For a long time I have wanted to create a space to put up poems that are significant to me, many of which have been written by unknown writers or which lie outside the canonized bodies of work of more famous writers. Many of the poems I am drawn to are wildly discursive, and that usually means long, but I have also been meaning to prod myself to develop a larger mental data base of poems, and shorter poems seem more ammenable to memorization by heart.

So this will be a sort of mish-mash: memory poems, forgotten poems, never even remembered poems, unanthologized poems

Thursday, June 5, 2003

I did find the Collins essay, "My Grandfather's Tackle Box." Are we to feel guilty for using our lives in our poems? I always proceeded on the assumption that I had the freedom to use my life, though it was never my life, was my mythical life. Anyway, a propos this topic, I thought I ought to memorize Milton's poem on his blindness, so that maybe it will teach me to quit obsessing on all those lives I should have had, the lives I think I want better than this one, the lives that thus occlude this one, with all its riches.

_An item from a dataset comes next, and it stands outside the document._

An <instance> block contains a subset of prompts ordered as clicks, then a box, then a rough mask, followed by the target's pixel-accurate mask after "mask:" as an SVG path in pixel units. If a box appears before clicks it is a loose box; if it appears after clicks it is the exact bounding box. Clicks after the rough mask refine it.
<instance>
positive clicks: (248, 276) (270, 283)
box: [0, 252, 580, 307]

When I Consider How My Light Is Spent



When I consider how my light is spent

Ere half my days, in this dark world and wide,

And that one talent which is death to hide

Lodged with me useless, though my sould more bent

To serve therewith my Maker, and present

My true account, lest he returning chide:

"Doth God exact day-labor, light denied?"

I fondly ask; but Patience to prevent

That murmur, soon replies, "God doth not need

Either man's work or his own gifts; who best

Bear his mild yoke, they serve him best. His state

Is kingly. Thousands at his bidding speed

And post o'er land and ocean without rest;

They also serve who only stand and wait."



Well I cannot exactly stand, and don't exactly believe, but the lesson is well-taken.